RIYAD: Le président turc Tayyip Erdogan a rencontré mardi à Riyad le prince héritier d'Arabie saoudite Mohammed bin Salman et lui a dit que la Turquie était déterminée à porter ses relations à un niveau plus élevé dans des domaines tels que les énergies renouvelables et l'industrie de la défense, a indiqué le bureau de M. Erdogan.

M. Erdogan a également dit au prince héritier saoudien que le soutien de la Turquie à la stabilité en Syrie se poursuivrait et que la Turquie travaillerait en coopération avec l'Arabie saoudite pour reconstruire la Syrie, a déclaré la présidence turque dans un communiqué.
 

M. Erdogan et la délégation qui l'accompagne ont quitté Riyad mercredi et ont été accueillis à l'aéroport international King Khalid par le gouverneur adjoint de la région de Riyad, le prince Mohammed bin Abdulrahman bin Abdulaziz.

Une déclaration conjointe turco-saoudienne publiée à la suite de la visite a salué les mesures prises par le gouvernement syrien pour préserver l'intégrité territoriale du pays et promouvoir la paix civile. Elle condamne également les violations israéliennes du territoire syrien et exige le retrait immédiat d'Israël de tous les territoires syriens occupés.

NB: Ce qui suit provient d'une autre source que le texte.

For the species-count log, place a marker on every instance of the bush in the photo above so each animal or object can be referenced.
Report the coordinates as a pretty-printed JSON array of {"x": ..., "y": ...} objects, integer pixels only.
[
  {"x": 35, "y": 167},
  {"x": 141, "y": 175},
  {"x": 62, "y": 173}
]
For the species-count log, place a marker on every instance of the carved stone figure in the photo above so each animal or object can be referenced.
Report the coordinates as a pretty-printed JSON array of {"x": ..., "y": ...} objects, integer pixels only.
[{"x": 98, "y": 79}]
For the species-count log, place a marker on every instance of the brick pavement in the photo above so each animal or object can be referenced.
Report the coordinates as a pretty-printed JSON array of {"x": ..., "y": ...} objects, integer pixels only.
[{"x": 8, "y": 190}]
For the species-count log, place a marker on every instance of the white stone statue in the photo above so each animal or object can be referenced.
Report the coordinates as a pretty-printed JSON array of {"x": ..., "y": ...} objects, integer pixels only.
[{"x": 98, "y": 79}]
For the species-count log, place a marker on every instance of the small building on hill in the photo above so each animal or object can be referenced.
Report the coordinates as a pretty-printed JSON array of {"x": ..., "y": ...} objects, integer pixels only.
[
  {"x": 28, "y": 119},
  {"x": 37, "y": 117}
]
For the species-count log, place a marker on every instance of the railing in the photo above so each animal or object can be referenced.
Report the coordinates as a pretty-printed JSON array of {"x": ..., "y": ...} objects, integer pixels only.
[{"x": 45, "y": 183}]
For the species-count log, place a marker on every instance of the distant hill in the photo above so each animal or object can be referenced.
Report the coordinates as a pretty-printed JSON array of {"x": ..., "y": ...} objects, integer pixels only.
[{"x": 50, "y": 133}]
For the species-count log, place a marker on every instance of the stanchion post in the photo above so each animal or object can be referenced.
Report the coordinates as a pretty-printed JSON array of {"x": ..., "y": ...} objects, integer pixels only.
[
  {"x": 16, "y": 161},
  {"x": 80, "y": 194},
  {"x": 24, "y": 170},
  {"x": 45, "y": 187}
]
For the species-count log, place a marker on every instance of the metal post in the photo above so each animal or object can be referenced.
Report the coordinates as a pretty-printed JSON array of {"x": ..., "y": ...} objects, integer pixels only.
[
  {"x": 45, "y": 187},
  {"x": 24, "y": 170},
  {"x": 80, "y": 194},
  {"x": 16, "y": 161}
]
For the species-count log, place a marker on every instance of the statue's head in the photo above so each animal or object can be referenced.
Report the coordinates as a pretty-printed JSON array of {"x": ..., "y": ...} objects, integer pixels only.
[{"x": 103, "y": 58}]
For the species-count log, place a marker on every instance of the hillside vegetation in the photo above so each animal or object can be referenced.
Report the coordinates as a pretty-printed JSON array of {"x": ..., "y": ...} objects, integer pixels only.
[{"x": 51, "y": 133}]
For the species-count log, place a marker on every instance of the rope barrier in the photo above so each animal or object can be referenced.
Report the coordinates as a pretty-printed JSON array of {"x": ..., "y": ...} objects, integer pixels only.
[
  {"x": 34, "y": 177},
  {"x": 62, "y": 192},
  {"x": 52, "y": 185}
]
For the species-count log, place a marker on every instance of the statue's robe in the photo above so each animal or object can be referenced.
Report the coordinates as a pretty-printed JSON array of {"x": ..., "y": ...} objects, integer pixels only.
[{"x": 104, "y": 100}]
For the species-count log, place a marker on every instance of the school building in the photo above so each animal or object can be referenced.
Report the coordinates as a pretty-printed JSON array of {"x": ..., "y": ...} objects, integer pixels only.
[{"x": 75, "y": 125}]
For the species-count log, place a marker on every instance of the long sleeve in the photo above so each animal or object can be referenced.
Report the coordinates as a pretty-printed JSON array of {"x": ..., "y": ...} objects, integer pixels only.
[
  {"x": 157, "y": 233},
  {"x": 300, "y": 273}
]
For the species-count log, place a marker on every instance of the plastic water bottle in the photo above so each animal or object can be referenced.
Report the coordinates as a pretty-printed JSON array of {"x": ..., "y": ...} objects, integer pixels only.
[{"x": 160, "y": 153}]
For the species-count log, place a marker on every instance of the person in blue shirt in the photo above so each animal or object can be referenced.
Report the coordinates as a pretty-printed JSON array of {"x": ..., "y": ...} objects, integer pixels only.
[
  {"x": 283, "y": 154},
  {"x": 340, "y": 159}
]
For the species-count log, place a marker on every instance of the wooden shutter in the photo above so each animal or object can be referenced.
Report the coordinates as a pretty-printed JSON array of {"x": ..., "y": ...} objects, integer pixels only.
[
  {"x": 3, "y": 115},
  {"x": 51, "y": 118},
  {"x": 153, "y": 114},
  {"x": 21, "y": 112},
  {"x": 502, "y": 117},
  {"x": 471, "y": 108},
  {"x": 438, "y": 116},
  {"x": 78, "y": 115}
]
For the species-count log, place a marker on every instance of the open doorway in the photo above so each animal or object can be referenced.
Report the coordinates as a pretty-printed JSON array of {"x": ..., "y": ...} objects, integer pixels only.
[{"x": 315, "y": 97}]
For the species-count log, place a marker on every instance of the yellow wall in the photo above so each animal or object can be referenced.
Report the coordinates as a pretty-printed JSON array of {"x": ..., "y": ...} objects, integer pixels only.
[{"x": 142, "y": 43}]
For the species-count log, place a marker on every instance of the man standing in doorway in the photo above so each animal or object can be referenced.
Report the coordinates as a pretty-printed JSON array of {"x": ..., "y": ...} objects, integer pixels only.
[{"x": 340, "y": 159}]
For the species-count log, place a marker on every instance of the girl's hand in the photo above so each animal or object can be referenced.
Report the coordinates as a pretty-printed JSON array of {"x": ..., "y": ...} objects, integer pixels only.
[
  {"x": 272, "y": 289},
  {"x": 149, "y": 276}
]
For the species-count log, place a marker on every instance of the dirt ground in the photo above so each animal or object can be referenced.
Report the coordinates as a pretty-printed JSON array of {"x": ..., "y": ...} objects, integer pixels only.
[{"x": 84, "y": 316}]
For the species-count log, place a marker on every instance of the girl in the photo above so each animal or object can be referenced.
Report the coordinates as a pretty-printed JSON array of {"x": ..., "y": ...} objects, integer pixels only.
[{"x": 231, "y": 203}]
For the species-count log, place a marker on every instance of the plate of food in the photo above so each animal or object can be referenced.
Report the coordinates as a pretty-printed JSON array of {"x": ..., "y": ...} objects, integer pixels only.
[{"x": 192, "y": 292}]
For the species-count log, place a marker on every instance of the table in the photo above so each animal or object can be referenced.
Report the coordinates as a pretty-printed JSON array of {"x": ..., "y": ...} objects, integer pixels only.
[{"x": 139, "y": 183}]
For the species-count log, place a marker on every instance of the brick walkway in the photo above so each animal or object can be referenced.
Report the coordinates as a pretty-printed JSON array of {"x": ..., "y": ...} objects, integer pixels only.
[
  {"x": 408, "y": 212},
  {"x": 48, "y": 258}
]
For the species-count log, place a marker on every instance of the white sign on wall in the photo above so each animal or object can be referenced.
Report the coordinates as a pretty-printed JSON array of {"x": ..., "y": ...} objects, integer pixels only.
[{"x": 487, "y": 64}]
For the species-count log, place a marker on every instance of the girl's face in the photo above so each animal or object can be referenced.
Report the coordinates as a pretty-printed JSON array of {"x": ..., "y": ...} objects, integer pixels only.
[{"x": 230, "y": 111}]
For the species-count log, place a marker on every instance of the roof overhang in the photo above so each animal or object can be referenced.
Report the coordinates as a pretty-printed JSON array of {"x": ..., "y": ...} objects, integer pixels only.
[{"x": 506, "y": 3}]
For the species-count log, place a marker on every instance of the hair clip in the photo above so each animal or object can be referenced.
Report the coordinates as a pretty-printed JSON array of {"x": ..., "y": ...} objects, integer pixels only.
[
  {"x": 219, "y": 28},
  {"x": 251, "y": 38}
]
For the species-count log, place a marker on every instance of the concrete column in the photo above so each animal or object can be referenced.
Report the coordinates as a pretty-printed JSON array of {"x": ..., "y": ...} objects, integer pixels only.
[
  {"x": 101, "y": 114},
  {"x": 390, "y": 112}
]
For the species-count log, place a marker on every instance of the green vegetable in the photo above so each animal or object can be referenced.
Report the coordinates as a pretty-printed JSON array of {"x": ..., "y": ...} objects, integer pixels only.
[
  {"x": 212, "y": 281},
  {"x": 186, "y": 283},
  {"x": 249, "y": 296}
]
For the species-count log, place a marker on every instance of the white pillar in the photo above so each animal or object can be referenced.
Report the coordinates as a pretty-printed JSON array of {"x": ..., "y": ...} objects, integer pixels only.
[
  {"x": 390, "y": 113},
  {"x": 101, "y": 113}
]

La déclaration appelle également au rétablissement de la paix et de la stabilité au Soudan, dans les territoires palestiniens et au Yémen.

Elle condamne les agressions israéliennes à Gaza et appelle à un cessez-le-feu et à la fin de l'occupation israélienne.

La Turquie a salué les efforts déployés par l'Arabie saoudite pour résoudre la crise yéménite, ainsi que l'organisation par le Royaume d'un dialogue inclusif à Riyad, réunissant toutes les factions du sud du Yémen.

Les deux pays ont insisté sur la nécessité de lutter contre tout soutien à des entités internes au Yémen qui visent à porter atteinte à sa sécurité et à sa stabilité.

L'Arabie saoudite et la Turquie ont également insisté sur la nécessité de lancer un processus politique dirigé par le Soudan à travers un gouvernement civil, selon le communiqué.

Plus tôt dans la journée de mardi, le prince héritier a reçu M. Erdogan au palais Al-Yamamah à Riyad, où les deux dirigeants se sont entretenus.

Le dirigeant turc a été accueilli par le gouverneur adjoint de la région de Riyad, le prince Mohammed bin Abdulrahman bin Abdulaziz, et d'autres hauts responsables saoudiens à son arrivée à l'aéroport international King Khalid.